Sorry, ich will euch ja nicht den Spaß verderben, aber ich glaub das geht wirklich nicht.   :Wink: 

ciao David

EDIT: Hab mir grad den ManPage-Ausschnitt nochmal genauer angeschaut. Da steht ja nicht, dass man jedes Query auch gegen nicht installierte Packages laufen lassen kann.

----------

## Genone

Noch nie installierte Pakete werden von "qpkg -f" (oder auch "epm -qf") nicht erfasst, das ist technisch auch schwer bis gar nicht möglich (wenn man es richtig machen will). Das es bei deinstallierten Paketen gehtt liegt vermutlich an daran, dass in /var/db/pkg noch die CONTENTS Datei rumliegt, in der die zu einem Paket gehörenden Dateien aufgelistet sind.

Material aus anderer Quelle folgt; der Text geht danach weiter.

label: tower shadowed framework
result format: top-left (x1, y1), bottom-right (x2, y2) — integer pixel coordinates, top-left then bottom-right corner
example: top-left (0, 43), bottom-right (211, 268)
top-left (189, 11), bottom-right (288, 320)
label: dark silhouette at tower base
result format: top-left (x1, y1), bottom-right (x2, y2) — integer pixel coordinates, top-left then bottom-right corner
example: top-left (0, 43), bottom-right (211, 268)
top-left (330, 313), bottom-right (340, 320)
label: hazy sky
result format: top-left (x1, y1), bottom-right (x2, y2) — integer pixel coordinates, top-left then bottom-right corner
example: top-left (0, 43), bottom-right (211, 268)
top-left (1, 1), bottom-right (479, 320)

PS: Dass es mit rpm und apt geht hat den einfachen Grund, dass dort Binärpakete verwendet werden, die überall gleich sind. Bei portage werden aber bekanntermassen die Pakete auf jedem Rechner neu kompiliert und müssen nicht immer gleich sein, je nach USE und CFLAGS Variablen und installierten Paketen können die extrem unterschiedlich sein.

----------